I'm not going to bother reading all those paragraphs, all I'm saying is you most likely have more GPU than you really need if you're a gaymur, losing a miniscule percentage to not need to drop everything and reboot just to play a game seems more than worth it to me.

>I'm not going to read less than 2000 chars
Must be a very slow reader then.
I won't bother reading your posts out of self respect. Clearly you're just a moron, as predicted.

No, I just don't care enough about what you have to say to bother.

I just use the Ubuntu thing on windows 10. Works better than a VM and I can use vim and all my other tools while in windows. Didn't want to get pass through working perfectly because I only have one 250gb ssd. Might give it a go if I get a second one.

Just do what I do and have one desktop for work and another for gaming. You can even write the work one off on your taxes, so it is like getting a 40% discount on the parts.

Xeon E5 2690 host.
4 threads allocated to guest. Anything more than that does not increase performance.
GTX 970 & lightboost monitor.
Have a small SSD array with as much RAM caching as I can squeeze out of it and balloon memory drivers to save on gigabytes while my machine is running.

My frametimes and imperceptibly good and push their max values. I don't need to split atoms over performance differences.
There is a good enough point, wherein this whole thing is merely a compromise. I came out feeling like I had robbed the system blind over what other solutions provided and have been utterly satisfied for an entire year.

>I can't see it so it doesn't matter.
So this is how bad software is made.. I didn't realise there were actually people this retarded in software but it explains why literally no open source software deploys with its profiling facilities in the source.

i want to learn new programming skills, which way should I take it? i only use c / c ++ language for marathon problems training and college. (Sorry for my English)

I think you're in the wrong thread

Though they're not amazing at giving advice. Take it with a grain of salt.

>So this is how bad software is made..
I am not talking about developing my own software.

I am running closed source software in a closed source operating system so that I can enjoy closed source gameplay on a single thread.
It is acceptable and that's as good as I'll get.

How about you go and see if you can nag the IP for their source and try to get it improved. I have to deal.

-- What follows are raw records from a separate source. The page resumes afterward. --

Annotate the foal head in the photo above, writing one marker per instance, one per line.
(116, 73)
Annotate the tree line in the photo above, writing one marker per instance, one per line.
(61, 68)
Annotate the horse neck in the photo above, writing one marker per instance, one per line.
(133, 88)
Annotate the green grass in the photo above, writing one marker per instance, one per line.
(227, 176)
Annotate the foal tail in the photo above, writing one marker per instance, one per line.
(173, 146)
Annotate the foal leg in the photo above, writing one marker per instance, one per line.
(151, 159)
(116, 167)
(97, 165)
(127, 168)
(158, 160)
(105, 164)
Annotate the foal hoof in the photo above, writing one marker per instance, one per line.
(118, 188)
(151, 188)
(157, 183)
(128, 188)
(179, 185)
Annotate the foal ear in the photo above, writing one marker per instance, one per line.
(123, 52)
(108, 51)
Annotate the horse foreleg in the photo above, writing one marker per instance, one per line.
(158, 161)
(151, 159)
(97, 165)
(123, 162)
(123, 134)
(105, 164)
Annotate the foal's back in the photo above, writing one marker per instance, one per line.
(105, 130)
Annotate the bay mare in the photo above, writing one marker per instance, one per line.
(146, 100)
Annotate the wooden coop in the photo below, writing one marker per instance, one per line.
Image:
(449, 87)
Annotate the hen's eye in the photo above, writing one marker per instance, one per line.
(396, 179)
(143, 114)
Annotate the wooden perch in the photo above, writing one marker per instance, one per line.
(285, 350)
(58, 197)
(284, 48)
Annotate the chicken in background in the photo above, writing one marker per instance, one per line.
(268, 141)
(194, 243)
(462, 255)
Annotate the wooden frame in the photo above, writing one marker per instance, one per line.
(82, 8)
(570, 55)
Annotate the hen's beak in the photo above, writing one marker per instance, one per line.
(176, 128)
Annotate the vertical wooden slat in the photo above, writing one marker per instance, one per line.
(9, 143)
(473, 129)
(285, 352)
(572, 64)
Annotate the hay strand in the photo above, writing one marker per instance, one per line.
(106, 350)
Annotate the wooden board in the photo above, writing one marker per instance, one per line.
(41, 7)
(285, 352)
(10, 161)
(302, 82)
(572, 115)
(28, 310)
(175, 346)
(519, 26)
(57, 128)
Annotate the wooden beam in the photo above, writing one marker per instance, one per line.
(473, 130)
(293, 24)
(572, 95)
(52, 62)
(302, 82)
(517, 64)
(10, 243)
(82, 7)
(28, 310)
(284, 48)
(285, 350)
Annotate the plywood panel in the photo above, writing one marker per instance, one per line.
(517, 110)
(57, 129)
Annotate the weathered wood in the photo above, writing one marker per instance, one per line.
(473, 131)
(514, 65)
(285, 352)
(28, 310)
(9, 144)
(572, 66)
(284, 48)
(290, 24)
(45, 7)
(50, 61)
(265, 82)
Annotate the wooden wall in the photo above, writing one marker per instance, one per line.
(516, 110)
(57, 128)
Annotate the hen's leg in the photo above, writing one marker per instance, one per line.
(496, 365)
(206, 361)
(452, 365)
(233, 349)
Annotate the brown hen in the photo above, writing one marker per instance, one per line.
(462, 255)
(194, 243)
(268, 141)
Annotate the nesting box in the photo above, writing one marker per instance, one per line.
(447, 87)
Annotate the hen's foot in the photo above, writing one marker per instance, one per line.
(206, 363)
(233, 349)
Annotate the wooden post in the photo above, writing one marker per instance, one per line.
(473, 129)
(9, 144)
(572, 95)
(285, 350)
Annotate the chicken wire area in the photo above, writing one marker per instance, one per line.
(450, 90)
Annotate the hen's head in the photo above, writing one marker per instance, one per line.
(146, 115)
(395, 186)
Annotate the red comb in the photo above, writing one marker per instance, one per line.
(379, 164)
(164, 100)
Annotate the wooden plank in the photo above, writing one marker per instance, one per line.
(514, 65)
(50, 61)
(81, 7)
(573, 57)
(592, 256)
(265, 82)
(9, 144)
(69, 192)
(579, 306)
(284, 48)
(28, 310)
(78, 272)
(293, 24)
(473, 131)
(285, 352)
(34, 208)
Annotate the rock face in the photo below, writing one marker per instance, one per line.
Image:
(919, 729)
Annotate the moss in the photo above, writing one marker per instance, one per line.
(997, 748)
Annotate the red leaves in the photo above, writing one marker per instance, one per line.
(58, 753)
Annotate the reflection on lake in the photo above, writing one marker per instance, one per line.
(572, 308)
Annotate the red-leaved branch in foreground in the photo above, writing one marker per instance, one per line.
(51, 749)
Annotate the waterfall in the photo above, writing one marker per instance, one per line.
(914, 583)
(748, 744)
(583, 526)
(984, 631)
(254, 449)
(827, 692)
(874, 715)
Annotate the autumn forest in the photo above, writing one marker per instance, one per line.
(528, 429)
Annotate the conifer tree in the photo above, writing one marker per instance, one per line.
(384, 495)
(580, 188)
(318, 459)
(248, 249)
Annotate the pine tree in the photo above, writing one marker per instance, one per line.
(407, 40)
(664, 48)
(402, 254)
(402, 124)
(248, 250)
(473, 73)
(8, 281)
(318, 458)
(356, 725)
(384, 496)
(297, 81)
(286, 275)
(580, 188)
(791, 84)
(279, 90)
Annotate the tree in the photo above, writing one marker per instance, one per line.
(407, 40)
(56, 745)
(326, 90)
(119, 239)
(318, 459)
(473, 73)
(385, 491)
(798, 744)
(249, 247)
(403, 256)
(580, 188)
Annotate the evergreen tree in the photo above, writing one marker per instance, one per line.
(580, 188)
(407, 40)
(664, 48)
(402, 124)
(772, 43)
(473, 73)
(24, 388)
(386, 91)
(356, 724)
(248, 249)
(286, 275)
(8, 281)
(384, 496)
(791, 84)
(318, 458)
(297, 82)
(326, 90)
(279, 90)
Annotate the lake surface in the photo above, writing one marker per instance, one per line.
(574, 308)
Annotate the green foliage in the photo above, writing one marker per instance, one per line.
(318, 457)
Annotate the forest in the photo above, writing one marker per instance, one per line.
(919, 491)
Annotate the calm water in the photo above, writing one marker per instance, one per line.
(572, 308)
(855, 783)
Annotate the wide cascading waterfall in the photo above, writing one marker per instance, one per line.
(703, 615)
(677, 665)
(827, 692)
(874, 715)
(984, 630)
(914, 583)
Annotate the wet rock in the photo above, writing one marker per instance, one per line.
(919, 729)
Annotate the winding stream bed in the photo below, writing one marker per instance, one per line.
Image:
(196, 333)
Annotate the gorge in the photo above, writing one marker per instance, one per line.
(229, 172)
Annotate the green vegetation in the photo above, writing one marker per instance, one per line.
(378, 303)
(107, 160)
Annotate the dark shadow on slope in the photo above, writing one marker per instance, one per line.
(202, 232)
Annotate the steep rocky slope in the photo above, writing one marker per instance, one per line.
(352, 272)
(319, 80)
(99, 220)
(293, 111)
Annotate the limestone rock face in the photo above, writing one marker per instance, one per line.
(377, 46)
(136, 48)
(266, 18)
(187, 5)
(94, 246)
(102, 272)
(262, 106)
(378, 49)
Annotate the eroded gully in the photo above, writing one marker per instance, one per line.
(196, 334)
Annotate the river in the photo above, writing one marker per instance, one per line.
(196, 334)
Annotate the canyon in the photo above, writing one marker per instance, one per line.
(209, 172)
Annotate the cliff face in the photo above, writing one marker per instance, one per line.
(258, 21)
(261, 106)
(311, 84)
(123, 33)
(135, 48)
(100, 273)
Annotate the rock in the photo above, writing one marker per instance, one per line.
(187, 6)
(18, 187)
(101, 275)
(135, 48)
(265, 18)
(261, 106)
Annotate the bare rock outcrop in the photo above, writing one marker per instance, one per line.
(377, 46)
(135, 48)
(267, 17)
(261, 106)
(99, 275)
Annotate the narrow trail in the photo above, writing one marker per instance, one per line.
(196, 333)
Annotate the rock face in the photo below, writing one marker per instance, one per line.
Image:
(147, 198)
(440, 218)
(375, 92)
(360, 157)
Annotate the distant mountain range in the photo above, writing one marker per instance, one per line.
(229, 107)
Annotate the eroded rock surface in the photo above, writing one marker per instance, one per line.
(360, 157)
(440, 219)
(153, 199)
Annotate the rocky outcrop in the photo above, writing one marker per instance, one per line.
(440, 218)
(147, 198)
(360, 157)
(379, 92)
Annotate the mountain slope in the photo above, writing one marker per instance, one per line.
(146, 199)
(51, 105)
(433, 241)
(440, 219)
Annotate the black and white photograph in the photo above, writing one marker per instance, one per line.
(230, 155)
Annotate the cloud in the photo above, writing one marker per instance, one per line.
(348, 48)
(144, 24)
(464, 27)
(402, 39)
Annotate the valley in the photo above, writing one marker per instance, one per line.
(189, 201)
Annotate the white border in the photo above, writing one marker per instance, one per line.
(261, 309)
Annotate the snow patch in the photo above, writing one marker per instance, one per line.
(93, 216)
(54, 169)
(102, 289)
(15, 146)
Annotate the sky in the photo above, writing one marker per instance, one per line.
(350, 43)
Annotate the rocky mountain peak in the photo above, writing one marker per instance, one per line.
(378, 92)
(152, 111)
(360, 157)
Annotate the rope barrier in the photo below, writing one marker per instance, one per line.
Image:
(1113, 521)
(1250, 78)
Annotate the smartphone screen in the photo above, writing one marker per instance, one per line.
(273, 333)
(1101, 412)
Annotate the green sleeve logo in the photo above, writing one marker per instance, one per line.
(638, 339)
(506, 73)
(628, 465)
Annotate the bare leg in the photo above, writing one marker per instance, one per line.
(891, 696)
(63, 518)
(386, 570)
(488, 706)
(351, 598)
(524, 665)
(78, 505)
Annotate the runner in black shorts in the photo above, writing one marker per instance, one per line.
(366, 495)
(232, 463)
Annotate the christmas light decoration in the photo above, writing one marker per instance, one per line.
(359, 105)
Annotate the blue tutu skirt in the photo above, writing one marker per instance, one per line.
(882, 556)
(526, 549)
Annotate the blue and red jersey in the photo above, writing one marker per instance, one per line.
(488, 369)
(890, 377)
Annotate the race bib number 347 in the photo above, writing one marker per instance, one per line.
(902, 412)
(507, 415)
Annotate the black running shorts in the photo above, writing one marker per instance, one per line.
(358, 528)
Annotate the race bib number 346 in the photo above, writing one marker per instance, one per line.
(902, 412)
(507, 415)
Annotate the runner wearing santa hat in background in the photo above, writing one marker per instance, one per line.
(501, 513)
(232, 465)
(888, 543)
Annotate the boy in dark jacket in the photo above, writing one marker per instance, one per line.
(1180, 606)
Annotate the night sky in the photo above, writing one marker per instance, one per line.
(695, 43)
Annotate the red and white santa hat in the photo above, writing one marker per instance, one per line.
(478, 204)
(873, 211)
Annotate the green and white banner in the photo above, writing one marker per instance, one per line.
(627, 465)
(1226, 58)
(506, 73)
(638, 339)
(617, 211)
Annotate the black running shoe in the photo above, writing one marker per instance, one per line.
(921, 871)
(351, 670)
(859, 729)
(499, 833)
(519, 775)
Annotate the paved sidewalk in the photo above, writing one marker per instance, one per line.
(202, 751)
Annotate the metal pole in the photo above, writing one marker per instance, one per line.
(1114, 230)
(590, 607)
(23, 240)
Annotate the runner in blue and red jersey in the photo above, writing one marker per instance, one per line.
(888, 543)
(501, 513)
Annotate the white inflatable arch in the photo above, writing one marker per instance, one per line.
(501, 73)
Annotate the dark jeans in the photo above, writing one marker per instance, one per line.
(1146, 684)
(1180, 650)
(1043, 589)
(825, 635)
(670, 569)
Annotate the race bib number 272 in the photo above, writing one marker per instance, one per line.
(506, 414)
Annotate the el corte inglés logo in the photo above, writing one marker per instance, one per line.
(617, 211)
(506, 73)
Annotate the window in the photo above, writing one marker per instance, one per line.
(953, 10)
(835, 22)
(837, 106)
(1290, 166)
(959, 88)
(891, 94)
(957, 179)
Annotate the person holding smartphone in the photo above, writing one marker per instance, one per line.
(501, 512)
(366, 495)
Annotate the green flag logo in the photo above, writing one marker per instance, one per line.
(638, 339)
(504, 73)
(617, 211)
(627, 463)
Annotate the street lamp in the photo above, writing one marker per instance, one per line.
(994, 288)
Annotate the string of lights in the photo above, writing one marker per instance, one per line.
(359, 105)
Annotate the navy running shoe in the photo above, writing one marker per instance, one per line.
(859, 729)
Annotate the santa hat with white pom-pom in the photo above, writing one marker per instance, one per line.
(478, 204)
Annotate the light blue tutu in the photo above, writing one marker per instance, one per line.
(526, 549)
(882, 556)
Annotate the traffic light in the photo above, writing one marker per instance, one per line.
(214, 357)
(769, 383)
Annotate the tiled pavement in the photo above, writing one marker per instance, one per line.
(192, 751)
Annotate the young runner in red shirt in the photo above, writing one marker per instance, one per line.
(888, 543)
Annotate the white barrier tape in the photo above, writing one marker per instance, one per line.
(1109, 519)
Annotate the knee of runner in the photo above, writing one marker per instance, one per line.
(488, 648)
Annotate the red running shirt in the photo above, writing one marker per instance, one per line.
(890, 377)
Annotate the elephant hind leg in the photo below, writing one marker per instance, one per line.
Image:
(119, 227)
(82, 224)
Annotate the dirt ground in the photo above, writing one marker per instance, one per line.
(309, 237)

>hey run my setup, it just werks!

What are you... Poor or something? Instead of wasting time here go get enough money to afford decent hardware.... Ffs pass throughout is almost in every mid-top tier setup

I think you're mentally retarded.

>What are you... Poor or something? Instead of wasting time here go get enough money to afford decent hardware.... Ffs pass throughout is almost in every mid-top tier setup
I agree with this post.... I bet you have an amd poor setup

>install linux
>only to install windows in a vm to play games
freetards everyone

I did this, spent a lot of time and tweaked it really hard. It has one massive flaw, if you have anything less than a physical octa core, you are going to have a massive and crippling CPU bottleneck. There is no way around it, I was getting barely 50% utilization on a 970 using a i7-4970k.